25 August 2014, The Tablet

Marx appeals to Muslim leaders to condemn Islamic terror


The president of the German bishops’ conference, Cardinal Reinhard Marx, has appealed to Muslim leaders publicly to condemn Islamic terror in Iraq and to declare that violence in the name of God is never justified.

“I know the Islamic State (IS) is not Islam, but I hear too little about Shia and Sunni leaders getting together and publicly, but also forcefully, stating that there must never be violence in the name of God, never be murder in the name of God and never be suppression in the name of God,” Cardinal Marx said in a statement published on the German bishops’ conference’s homepage. He appealed to Muslim leaders to “set a sign of peace”.
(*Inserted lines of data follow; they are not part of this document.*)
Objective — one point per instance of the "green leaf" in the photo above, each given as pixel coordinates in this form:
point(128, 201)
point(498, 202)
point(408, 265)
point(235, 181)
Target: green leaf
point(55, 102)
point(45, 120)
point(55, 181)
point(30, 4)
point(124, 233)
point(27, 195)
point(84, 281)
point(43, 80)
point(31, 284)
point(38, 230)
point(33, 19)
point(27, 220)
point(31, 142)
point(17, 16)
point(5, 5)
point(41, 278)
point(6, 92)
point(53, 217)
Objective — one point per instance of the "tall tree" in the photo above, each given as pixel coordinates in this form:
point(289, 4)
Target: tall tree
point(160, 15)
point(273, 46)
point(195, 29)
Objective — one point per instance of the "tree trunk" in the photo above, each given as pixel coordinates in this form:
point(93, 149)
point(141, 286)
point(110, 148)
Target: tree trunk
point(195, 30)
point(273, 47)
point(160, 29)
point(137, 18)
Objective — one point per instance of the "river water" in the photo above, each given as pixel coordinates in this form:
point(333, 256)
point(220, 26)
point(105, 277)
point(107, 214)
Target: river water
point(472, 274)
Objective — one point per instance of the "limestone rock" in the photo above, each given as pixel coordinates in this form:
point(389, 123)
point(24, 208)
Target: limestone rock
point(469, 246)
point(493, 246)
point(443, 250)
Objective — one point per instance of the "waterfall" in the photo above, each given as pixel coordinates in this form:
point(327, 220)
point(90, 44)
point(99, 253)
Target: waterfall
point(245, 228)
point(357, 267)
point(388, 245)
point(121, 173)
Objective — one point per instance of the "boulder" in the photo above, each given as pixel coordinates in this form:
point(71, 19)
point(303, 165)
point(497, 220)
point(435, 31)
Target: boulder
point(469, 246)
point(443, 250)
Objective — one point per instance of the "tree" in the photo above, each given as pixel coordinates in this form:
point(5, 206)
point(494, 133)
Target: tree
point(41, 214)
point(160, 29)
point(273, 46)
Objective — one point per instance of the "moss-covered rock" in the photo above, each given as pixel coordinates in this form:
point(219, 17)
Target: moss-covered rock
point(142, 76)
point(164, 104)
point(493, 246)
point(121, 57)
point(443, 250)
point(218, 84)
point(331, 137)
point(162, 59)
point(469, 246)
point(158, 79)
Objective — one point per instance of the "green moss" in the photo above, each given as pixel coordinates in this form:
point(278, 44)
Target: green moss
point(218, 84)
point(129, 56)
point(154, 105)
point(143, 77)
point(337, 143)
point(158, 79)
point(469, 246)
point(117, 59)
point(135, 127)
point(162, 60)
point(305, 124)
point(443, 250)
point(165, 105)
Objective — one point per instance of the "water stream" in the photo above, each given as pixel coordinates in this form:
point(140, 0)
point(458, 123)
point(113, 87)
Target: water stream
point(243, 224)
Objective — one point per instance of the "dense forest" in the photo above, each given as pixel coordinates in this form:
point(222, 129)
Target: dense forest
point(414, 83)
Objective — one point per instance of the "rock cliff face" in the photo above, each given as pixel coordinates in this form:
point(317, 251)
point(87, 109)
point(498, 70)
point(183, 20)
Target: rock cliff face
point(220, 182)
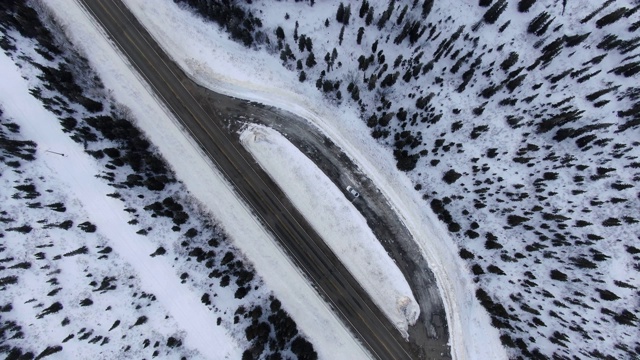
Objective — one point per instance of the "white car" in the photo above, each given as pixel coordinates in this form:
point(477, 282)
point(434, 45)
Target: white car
point(353, 191)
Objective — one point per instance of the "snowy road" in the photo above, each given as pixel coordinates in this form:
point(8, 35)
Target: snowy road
point(191, 106)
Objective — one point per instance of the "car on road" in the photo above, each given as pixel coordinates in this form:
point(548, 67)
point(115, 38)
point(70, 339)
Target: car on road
point(353, 191)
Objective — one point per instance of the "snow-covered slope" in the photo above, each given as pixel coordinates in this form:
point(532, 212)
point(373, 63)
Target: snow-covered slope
point(107, 255)
point(517, 122)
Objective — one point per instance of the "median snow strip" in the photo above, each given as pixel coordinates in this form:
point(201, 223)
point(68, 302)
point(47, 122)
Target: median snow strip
point(337, 221)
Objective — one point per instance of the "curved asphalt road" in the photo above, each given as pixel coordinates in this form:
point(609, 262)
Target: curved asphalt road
point(303, 245)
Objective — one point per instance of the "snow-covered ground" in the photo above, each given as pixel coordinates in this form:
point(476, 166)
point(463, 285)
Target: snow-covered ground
point(71, 177)
point(215, 61)
point(310, 312)
point(333, 216)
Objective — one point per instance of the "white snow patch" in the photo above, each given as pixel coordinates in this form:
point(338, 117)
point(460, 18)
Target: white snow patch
point(337, 221)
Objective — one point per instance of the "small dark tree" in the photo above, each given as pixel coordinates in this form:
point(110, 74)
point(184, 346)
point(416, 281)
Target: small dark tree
point(451, 176)
point(525, 5)
point(426, 8)
point(494, 12)
point(311, 60)
point(340, 13)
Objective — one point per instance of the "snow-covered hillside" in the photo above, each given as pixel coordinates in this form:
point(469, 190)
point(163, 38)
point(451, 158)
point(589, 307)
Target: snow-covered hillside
point(104, 253)
point(517, 122)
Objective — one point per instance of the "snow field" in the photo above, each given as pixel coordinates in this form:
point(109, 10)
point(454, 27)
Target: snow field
point(205, 183)
point(87, 191)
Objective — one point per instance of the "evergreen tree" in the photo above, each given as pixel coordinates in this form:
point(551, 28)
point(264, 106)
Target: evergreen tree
point(301, 42)
point(309, 44)
point(363, 8)
point(340, 13)
point(427, 5)
point(494, 12)
point(360, 33)
point(311, 60)
point(525, 5)
point(540, 24)
point(347, 15)
point(402, 15)
point(369, 18)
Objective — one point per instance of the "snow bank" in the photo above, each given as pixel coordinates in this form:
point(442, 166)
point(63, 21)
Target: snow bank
point(329, 336)
point(341, 226)
point(207, 54)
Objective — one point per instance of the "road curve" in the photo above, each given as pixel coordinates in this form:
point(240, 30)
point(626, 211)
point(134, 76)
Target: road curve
point(204, 121)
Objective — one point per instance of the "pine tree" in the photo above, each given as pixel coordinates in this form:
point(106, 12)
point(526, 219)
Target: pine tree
point(311, 60)
point(309, 44)
point(525, 5)
point(363, 8)
point(347, 15)
point(340, 13)
point(402, 15)
point(494, 12)
point(540, 24)
point(301, 42)
point(369, 18)
point(360, 33)
point(427, 5)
Christians and other religious minorities were in such a terrible situation in Iraq at the moment that it was only right and proper “to rescue them with all the means at one’s disposal”, Cardinal Marx underlined. “Rescuing people whose lives are threatened and who are in a state of angst is not only permissible but called for”, he insisted and called on Germans to give generously to the charities concerned.

IS is “cruel and inhuman”, Cardinal Rainer Maria Woelki of Berlin said in a message read out in St Hedwig’s Cathedral in Berlin on 17 August. “Belief in God and hatred do not go together.” He called on the German Government to “intensify its advocacy of human rights, religious freedom and the protection of minorities in Iraq and Syria”.

The leader of the Greek-Orthodox Church in Austria, Metropolitan Arsenios (Kardamakis), accused the Western world of inaction and indifference to “the terrible persecution that Christians worldwide are having to face”. “It hurts to see the ‘civilised world’ failing to react when children are suffering and dying ... such a civilisation gives us no hope and makes us sad,” he said.

Meanwhile the Archbishop of Canterbury said last week that attacks on minorities in northern Iraq, including Christians, were "off the scale of human terror we've seen in recent years" and called for evidence to be gathered for future war crimes prosecutions.

Archbishop Justin Welby, on a one-day visit to Australia for the inauguration of Melbourne's Archbishop Philip Freier as Anglican Primate of Australia on 13 August, said ever since the “war to end all wars” ended in 1918, humankind had been saying “never again”, then wrung its hands "as genocide unfolds in some distant corner".